Combine long first names with short last names and short first names with long last names. If both names are long, it could be quite a mouthful to say, especially for a child. Having short first and last names could sound like two first names. However, it’s useful to remember that short names generally work better for boys, for instance, Jude Law or Brad Pitt.
Look up what associations a name has, especially if it’s a name that has come to you ‘out of the blue’. This is important if you can’t remember where you saw or heard it as it could turn out to be the name of a product, someone infamous or a foreign word that may be inappropriate for a first name.
Hold on to names in the family, as it is a wonderful way to remember those that are close to you. It also provides the child with a sense of belonging to a valuable family history and cultural heritage. There is likely to be a special bond with the person who the child is named after. You could consider giving a family name as middle name, if it’s not suitable as a first name.
Choose names that will offer your child a choice of names that he or she might wish to be called. It is usually older, more classic names that already have several established nicknames associated with it, such as Liz, Lisa or Beth for Elizabeth and Mike, Mick for Michael.
Start your search for names at the beginning of baby name lists. Since the lists are usually arranged alphabetically, you will, like most people, tend to pick a name from the beginning of the alphabet and miss out on some of the more interesting names that may be further on in the list.
Choose names that rhyme, as this will tend to draw attention away from the name and towards the rhyming, like in Aidan Haydon. It’s important to both see how the name looks and sounds, along with any possible nicknames that might end up rhyming with the surname.

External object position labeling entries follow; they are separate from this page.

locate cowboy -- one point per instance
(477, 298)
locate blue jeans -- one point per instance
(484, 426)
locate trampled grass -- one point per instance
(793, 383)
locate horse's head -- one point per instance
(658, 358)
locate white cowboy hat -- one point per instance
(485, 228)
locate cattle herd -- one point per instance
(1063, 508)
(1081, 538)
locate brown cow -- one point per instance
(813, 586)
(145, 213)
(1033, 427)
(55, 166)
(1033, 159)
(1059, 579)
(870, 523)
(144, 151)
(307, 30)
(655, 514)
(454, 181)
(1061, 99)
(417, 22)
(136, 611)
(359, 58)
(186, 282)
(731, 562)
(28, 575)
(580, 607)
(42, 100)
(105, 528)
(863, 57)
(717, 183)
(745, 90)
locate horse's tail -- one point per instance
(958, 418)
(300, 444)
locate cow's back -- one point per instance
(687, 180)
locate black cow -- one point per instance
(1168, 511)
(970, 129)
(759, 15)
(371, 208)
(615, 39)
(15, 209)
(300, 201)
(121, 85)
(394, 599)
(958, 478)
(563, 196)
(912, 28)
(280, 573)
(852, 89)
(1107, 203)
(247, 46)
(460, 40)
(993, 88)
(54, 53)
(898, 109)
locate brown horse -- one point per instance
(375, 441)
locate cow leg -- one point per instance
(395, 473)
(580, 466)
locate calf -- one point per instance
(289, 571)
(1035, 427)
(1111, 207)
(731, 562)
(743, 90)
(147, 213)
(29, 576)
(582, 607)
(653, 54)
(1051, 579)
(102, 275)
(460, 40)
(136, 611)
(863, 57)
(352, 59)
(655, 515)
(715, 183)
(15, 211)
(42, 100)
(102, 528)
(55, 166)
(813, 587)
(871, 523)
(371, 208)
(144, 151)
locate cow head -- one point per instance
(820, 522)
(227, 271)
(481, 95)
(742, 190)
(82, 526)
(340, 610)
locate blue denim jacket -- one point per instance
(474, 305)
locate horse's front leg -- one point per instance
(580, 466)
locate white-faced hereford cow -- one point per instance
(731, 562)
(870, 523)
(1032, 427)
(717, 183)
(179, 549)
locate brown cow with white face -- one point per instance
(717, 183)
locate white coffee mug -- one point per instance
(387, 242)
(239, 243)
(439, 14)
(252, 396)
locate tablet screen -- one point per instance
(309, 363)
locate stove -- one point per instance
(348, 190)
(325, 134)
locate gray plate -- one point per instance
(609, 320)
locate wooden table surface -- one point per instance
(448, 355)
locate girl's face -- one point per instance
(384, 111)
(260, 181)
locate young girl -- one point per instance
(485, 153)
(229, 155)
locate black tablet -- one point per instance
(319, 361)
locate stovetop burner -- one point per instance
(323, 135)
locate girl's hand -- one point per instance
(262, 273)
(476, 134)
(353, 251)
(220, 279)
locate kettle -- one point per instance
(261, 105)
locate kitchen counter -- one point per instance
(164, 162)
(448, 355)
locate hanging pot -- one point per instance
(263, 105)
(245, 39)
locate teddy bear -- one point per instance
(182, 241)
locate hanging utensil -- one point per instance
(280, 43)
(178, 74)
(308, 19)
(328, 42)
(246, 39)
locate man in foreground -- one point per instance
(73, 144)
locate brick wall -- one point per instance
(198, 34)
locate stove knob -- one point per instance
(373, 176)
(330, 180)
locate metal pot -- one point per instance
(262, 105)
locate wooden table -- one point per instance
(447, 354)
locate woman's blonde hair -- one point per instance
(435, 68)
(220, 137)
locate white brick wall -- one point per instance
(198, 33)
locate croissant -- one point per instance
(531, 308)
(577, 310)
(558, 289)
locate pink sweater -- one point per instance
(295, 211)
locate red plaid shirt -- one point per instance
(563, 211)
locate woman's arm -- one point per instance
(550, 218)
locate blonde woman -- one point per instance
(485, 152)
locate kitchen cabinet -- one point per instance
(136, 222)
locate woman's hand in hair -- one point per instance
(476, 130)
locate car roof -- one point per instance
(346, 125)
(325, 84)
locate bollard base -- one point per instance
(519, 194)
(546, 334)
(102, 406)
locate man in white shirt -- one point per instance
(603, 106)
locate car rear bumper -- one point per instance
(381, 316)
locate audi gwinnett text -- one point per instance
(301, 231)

Try to be creative with the spelling of a traditional name in order to make it look more interesting, such as Barbra instead of Barbara. It will end up being pronounced and spelt as the standard form anyway and cause a lifetime of inaccuracies on letters, forms and official documents.
Give your child a name that no one can pronounce. Although it might have seemed creative at the time, it will draw unwanted attention to the child. This could lead to the child being given an undesirable nickname. If you’ve set your heart on something that’s different, try to spell it as close to how it is pronounced.
Name your child after the latest celebrity or television star. The chances are the name will eventually become dated. Even worse, the celebrity could become unpopular and then your little star will remind everyone of him/her.
Give your child a nickname as a given first name. It might not suit adult situations and professions; Judge Timmy doesn’t convey the gravitas that is necessary for a sombre position.
Forget to check whether the name makes something unintentionally amusing. This could lead to naming disasters like Ima Hogg, Susan Lugg (S.Lugg) and Zoe Iris Taylor (ZIT). The parents of a Richard Head should have foreseen the name’s nickname, Dick, being placed in front of the surname.
Finally, don’t discard a name just because your best friend doesn’t like it. If you’ve checked for any possible pitfalls and still feel positive about it, the chances are it’ll be fine for your baby.